After that, we compute the estimate of the blending parameter p1 that we derived earlier utilizing MoM and which is proven right here once more under for reference.

The Python code used to compute the above equation utilizing our GMM pattern knowledge is proven under.

# Estimate the blending parameter p1 from the pattern knowledge utilizing MoM estimator
p1_hat = (sum(pow(x,2) for x in GMM_data) / len(GMM_data) - pow(sigma_2,2))
         /(pow(sigma_1,2) - pow(sigma_2,2))

In an effort to correctly assess this estimator, we use Monte Carlo simulation by producing a number of realizations of the GMM knowledge and estimate p1 for every realization as proven within the Python code under.

# Monte Carlo simulation of the MoM estimator
num_monte_carlo_iterations = 500
p1_est = np.zeros((num_monte_carlo_iterations,1))

sample_size = 1000
p1 = 0.2 # chance that the information level comes from first gaussian
mixing_prob = [p1, (1-p1)]
# A stream of indices from which to decide on the element
GMM_idx = np.random.alternative(len(mixing_prob), dimension=sample_size, exchange=True, 
          p=mixing_prob)
for iteration in vary(num_monte_carlo_iterations):
  sample_data = np.fromiter((stats.norm.rvs(*(norm_params[i])) for i in GMM_idx))
  p1_est[iteration] = (sum(pow(x,2) for x in sample_data)/len(sample_data) 
                       - pow(sigma_2,2))/(pow(sigma_1,2) - pow(sigma_2,2))

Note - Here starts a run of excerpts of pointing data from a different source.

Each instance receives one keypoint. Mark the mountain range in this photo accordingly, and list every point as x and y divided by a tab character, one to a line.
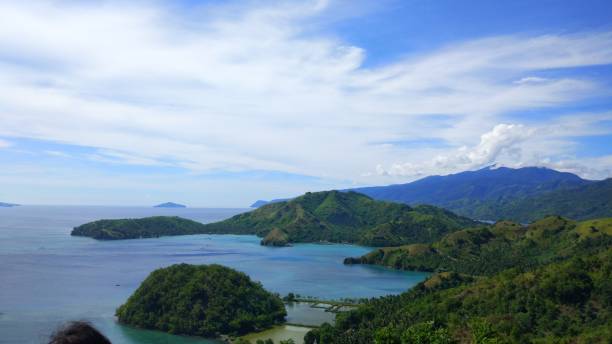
501	193
523	194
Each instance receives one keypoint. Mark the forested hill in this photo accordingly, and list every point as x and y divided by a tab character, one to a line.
489	250
503	193
568	301
148	227
344	217
549	282
583	202
201	300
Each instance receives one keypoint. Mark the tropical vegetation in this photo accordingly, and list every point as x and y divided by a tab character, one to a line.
201	300
148	227
351	217
521	195
549	282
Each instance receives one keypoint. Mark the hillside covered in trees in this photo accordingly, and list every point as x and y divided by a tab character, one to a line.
148	227
201	300
549	282
521	195
488	250
343	217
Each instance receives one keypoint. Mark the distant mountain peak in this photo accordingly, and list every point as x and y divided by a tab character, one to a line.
490	193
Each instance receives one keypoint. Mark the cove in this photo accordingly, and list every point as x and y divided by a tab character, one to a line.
49	277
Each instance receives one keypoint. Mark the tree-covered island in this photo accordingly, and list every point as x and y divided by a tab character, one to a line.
201	300
148	227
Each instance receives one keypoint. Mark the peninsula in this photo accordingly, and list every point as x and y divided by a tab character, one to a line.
201	300
148	227
350	217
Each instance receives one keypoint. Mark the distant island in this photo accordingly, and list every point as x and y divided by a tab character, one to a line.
201	300
148	227
334	216
261	202
170	205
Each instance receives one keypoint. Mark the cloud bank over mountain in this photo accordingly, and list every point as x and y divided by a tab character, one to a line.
273	87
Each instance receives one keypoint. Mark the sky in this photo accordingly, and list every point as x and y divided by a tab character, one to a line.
221	103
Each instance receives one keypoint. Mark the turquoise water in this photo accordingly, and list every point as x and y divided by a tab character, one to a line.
48	277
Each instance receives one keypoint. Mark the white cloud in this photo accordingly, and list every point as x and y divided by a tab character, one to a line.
248	88
4	143
503	139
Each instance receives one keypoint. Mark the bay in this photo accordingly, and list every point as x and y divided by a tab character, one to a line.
48	277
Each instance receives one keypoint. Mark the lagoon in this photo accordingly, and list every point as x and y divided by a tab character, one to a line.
49	277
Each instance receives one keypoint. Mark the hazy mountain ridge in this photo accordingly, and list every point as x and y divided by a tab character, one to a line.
523	194
344	217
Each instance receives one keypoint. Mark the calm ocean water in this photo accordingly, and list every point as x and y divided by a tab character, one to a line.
48	277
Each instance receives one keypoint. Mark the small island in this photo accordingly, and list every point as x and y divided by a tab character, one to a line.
201	300
170	205
148	227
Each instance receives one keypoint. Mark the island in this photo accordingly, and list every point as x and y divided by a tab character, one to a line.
343	217
170	205
201	300
148	227
548	281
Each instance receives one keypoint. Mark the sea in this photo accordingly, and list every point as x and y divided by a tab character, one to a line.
48	277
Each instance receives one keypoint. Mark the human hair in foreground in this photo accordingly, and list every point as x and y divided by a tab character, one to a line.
78	332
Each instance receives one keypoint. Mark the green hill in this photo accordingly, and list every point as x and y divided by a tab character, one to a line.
522	195
565	302
489	250
201	300
148	227
344	217
549	282
588	201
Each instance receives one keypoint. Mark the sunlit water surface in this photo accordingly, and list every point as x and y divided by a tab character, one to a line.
48	277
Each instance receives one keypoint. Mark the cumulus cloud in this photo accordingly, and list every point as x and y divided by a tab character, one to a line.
503	139
4	143
250	88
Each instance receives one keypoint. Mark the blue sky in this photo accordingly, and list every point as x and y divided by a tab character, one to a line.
215	103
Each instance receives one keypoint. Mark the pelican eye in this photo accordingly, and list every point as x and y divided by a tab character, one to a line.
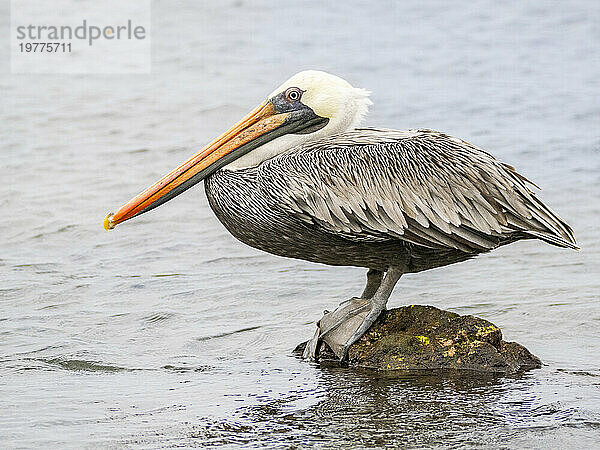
293	94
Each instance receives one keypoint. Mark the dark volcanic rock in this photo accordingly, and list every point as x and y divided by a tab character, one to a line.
426	338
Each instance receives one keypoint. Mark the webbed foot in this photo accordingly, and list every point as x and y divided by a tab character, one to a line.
341	328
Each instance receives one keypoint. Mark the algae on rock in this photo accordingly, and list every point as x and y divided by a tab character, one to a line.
427	338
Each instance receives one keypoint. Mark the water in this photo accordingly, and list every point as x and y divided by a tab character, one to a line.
168	332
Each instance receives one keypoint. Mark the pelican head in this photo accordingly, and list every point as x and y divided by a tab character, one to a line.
307	107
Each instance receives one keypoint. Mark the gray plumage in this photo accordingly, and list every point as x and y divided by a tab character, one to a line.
376	198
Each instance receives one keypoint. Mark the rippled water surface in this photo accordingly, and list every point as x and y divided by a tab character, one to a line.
168	332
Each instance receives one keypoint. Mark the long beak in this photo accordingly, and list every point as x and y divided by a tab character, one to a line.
259	126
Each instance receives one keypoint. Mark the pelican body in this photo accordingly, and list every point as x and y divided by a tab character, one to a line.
296	178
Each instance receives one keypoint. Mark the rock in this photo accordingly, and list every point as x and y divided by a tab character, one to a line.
427	338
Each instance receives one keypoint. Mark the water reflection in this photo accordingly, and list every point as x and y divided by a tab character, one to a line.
373	409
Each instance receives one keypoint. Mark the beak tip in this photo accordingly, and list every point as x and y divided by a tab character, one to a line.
108	223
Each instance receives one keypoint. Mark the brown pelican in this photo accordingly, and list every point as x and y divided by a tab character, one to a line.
296	178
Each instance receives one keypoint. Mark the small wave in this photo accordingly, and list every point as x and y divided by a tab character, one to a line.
229	333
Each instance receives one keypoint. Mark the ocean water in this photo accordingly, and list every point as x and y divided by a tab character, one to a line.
168	332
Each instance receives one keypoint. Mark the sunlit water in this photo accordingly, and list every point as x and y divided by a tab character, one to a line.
168	332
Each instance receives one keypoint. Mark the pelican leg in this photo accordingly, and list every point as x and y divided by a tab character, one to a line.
336	326
378	302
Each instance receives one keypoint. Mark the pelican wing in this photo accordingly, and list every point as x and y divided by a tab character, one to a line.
420	186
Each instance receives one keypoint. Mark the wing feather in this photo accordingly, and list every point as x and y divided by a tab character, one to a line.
420	186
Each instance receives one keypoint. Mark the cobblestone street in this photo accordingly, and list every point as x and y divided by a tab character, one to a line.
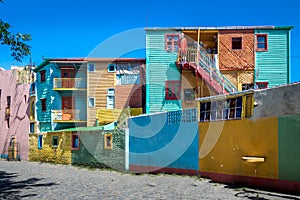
31	180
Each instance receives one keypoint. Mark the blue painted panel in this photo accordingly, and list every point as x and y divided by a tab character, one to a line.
164	140
273	66
160	67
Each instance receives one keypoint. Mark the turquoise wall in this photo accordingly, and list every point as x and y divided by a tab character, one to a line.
273	66
289	147
160	67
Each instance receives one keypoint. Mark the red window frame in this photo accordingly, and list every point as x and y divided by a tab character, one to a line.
74	136
43	75
233	43
44	106
170	91
265	42
172	41
262	83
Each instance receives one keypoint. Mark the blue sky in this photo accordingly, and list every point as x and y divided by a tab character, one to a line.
68	28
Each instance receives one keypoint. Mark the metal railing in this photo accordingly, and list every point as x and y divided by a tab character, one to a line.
69	83
65	115
208	64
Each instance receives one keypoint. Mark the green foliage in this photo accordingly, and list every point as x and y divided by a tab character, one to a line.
16	42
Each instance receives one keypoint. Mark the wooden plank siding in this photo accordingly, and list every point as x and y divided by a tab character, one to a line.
98	84
272	66
160	67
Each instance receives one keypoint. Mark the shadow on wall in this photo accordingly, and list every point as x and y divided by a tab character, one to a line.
12	189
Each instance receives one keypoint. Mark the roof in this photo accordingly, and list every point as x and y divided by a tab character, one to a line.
83	60
222	28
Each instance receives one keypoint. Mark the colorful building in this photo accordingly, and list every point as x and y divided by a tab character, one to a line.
252	138
215	60
14	117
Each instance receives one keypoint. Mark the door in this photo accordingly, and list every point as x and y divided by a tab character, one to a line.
67	108
68	77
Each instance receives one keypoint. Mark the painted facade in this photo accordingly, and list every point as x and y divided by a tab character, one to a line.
14	117
114	84
221	59
60	94
165	142
257	148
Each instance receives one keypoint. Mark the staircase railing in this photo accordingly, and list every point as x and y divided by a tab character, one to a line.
209	66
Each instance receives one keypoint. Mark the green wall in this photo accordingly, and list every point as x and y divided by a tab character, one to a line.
289	147
160	67
273	66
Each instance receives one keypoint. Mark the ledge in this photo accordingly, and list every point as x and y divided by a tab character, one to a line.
253	159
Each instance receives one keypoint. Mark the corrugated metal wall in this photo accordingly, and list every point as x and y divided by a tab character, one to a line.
160	67
272	66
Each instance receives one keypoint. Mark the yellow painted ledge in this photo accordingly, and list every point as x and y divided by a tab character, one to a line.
253	159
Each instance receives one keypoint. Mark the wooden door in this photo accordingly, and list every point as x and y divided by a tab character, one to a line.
67	108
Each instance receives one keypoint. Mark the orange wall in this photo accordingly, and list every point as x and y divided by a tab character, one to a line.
223	144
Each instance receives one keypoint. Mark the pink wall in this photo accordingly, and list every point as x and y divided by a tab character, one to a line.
19	113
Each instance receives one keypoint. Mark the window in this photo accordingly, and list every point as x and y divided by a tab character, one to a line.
91	67
262	42
111	68
31	127
44	106
75	141
108	141
236	43
40	141
223	109
54	141
91	101
43	75
172	42
8	101
172	90
247	86
189	95
261	85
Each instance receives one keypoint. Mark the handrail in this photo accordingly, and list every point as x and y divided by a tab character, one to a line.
209	66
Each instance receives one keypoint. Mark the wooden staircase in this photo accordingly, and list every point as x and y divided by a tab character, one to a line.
204	67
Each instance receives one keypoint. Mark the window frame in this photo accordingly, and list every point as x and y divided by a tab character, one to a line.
94	67
173	35
106	146
174	96
232	43
55	137
73	147
43	104
43	75
94	100
265	42
111	65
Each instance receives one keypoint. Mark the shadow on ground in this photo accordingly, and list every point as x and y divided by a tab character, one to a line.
248	193
12	189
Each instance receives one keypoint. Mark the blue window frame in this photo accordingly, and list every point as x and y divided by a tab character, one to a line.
111	67
40	141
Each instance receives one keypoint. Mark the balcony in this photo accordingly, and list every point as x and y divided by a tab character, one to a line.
66	116
7	113
69	84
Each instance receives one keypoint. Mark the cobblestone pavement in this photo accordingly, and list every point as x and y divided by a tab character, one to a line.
32	180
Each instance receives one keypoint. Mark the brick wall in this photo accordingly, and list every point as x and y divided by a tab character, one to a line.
236	59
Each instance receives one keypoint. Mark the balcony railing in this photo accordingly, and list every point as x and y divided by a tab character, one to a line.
69	83
66	115
7	113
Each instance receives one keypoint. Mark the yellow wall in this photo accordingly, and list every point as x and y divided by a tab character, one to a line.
60	154
224	143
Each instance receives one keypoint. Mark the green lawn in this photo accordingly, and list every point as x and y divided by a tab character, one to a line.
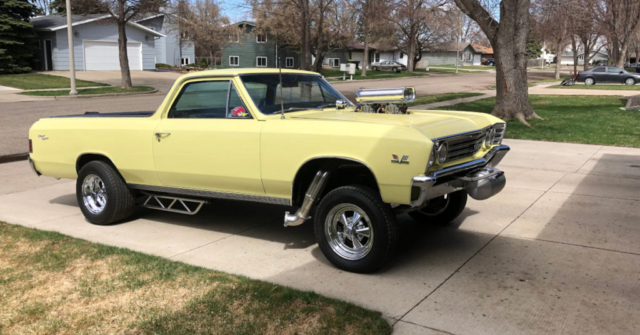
34	81
578	119
53	283
469	67
619	87
430	98
87	91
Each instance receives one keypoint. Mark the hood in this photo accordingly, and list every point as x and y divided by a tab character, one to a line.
433	124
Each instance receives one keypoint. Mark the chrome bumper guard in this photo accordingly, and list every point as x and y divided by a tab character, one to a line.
33	166
479	178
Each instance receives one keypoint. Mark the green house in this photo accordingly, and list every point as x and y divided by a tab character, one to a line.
249	48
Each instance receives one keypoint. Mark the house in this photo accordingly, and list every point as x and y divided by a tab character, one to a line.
250	48
95	43
173	49
445	54
567	57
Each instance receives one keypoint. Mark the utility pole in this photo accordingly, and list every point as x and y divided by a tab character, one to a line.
72	63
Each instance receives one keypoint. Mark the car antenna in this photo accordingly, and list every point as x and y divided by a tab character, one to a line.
281	96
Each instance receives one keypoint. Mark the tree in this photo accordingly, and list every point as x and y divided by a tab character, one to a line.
122	11
508	37
619	20
16	36
207	27
369	13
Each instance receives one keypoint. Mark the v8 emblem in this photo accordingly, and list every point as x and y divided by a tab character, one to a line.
404	160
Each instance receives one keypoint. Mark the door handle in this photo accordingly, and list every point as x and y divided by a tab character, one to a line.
160	135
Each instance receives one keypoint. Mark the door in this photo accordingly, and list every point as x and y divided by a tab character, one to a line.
208	140
104	55
48	59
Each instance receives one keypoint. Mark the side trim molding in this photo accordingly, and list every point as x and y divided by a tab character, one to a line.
212	194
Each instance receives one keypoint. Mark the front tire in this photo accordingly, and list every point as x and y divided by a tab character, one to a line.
102	194
355	230
442	210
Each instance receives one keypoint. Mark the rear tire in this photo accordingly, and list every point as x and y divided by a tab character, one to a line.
102	194
442	210
366	241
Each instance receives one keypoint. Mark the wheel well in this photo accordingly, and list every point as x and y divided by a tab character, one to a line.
343	172
86	158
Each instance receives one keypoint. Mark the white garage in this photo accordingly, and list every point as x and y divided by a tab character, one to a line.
103	55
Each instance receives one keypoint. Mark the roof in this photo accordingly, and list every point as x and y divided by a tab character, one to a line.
481	49
451	47
239	71
58	22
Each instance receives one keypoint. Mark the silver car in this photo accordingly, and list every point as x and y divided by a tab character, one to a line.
388	66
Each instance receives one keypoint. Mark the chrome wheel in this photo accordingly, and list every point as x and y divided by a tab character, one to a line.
349	231
436	206
94	194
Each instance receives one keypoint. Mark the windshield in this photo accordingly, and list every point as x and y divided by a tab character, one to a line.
299	92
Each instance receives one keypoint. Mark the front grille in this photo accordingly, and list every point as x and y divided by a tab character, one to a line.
465	145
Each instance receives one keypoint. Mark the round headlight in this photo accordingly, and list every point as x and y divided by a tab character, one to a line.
491	134
441	153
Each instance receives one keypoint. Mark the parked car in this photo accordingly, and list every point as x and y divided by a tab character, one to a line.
388	66
488	61
607	74
288	140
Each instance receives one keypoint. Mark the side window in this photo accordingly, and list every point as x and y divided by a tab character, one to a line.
201	100
237	109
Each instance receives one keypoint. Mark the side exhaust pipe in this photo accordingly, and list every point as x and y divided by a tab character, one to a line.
300	216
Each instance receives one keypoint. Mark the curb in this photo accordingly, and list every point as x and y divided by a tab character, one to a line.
65	97
14	157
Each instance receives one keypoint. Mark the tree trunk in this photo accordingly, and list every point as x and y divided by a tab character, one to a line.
412	50
305	25
558	59
122	46
365	58
509	45
574	49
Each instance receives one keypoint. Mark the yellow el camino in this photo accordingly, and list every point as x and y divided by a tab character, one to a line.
287	139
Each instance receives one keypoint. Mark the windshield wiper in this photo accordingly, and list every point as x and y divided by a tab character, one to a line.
292	109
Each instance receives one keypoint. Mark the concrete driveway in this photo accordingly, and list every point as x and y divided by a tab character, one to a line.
556	252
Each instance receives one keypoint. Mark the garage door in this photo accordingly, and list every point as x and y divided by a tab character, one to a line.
101	56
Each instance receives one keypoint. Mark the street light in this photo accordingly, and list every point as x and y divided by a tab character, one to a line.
72	63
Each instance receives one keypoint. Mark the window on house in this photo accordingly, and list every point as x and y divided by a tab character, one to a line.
261	61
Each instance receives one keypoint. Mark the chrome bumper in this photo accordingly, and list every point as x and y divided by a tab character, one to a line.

Then, we examine for the bias and variance of our estimator and evaluate to the theoretical outcomes that we derived earlier as proven under.

p1_est_mean = np.imply(p1_est)
p1_est_var = np.sum((p1_est-p1_est_mean)**2)/num_monte_carlo_iterations
p1_theoritical_var_num = 3*p1*pow(sigma_1,4) + 3*(1-p1)*pow(sigma_2,4) 
                         - pow(p1*pow(sigma_1,2) + (1-p1)*pow(sigma_2,2),2)
p1_theoritical_var_den = sample_size*pow(sigma_1**2-sigma_2**2,2)
p1_theoritical_var = p1_theoritical_var_num/p1_theoritical_var_den
print('Pattern variance of MoM estimator of p1 = %.6f' % p1_est_var)
print('Theoretical variance of MoM estimator of p1 = %.6f' % p1_theoritical_var)
print('Imply of MoM estimator of p1 = %.6f' % p1_est_mean)

# Under are the outcomes of the above code
Pattern variance of MoM estimator of p1 = 0.001876
Theoretical variance of MoM estimator of p1 = 0.001897
Imply of MoM estimator of p1 = 0.205141

We will observe from the above outcomes that the imply of the p1 estimate equals 0.2051 which could be very near the true parameter p1 = 0.2. This imply will get even nearer to the true parameter because the pattern dimension will increase. Thus, we now have numerically proven that the estimator is unbiased as confirmed by the theoretical outcomes completed earlier. 

Furthermore, the pattern variance of the p1 estimator (0.001876) is sort of equivalent to the theoretical variance (0.001897) which is gorgeous. 

It’s at all times a cheerful second when principle matches apply!

All photographs on this article, until in any other case famous, are by the creator.